The recognition of the interaction of key strategies -- and the reconciliation
of strategic conflicts -- is a top-down initiative that requires the active
involvement of upper-echelon managers in each of the key functional silos.
Polaris managers serve as roving representatives of senior management
empowered to work with functional managers to isolate key strategic issues
impacting the brand and bring strategic conflicts requiring resolution
to the attention of senior management.
The reason things don't mesh has a lot to do with the fact functional
priorities and provincial interests unknowingly are in conflict. Sales,
for instance, may want to have a nearly endless smorgasbord of product
variations to offer customers. Production and warehousing, like Henry
Ford, may hope to keep things basic: One model in any color the customer
prefers as long as it's black. To make thing mesh someone has to discover
the two stratagems -- which are perhaps unrecognized or unarticulated
by either party -- and understand the disparity. Then negotiate a workable
compromise that won't unknowingly infringe on a third parties strategic
initiatives -- marketing, for instance, who need a fully loaded top-of-the-line
showpiece from which to trade-down to the real volume producer.
Process:
The effort starts high in the corporate hierarchy. With the identification
of strategic issues senior management believes will have the greatest
impact on the brand in question -- an initiating objective facilitated
by a checklist of ten broad-stroke strategic issues other corporations
have held to be the critical issues. The selected charter issues suggest
a prioritized series of diverging discussions with key functional managers
which in turn lead to additional vertically -- and cross-functionally
-- oriented discussions. Gradually a strategic blueprint emerges which
is carried into subsequent discussions and shared with functionals involved
in the lower order priorities established in the project's charter.

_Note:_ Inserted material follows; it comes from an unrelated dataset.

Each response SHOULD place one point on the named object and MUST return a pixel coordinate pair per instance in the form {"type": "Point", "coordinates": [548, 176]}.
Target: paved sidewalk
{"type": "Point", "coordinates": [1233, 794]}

Ultimately a Long Range Brand Strategy is formulated, critiqued by functional
managers and amended as deemed appropriate by senior management. The document,
much like the US Constitution & Amendments, governs the brand and
the actions of its constituency as the brand evolves through its life
cycle.
Application:
LRSP was introduced to Epson to define the strategic responsibilities
of the newly chartered US subsidiary -- Epson America -- for the computer
and printer/peripheral groups. The plan, according to one of Epson's
key executives "was clairvoyant in its vision and, had management
executed the Plan as written, would have made Epson the dominant leader
in the printer/peripheral sector." US Leasing used the Plan as the
backbone of their new PC Leasing Division. Oclassen Pharmaceutical used
the tool to show merger prospects the useful ways in which their highly
successful start-up venture would mesh with the acquiring organization's
operations. The effort supported their valuation assessment, ultimately
producing an "and-they-lived-happily-for-ever-after" acquisition.
The AOL/CompuServe merger is a logical application for LRSBP. Even though
AOL declares CompuServe will operate as a distinct service entity, the
potential difficulties in meshing CompuServe's sober-sided, business-oriented,
solution-seeking members with AOL's chatty conversationalists and
their attendant busy signals, dropped connections and e-mail brownouts
will require a series of well thought out strategies. The same could be
said for Apple's efforts to replicate the legendary Phoenix's
rise from the ashes. Microsoft's efforts to extend a new technology
-- TutorAssist -- into the educational software markets it has been dabbling
in for several years represents another possible application.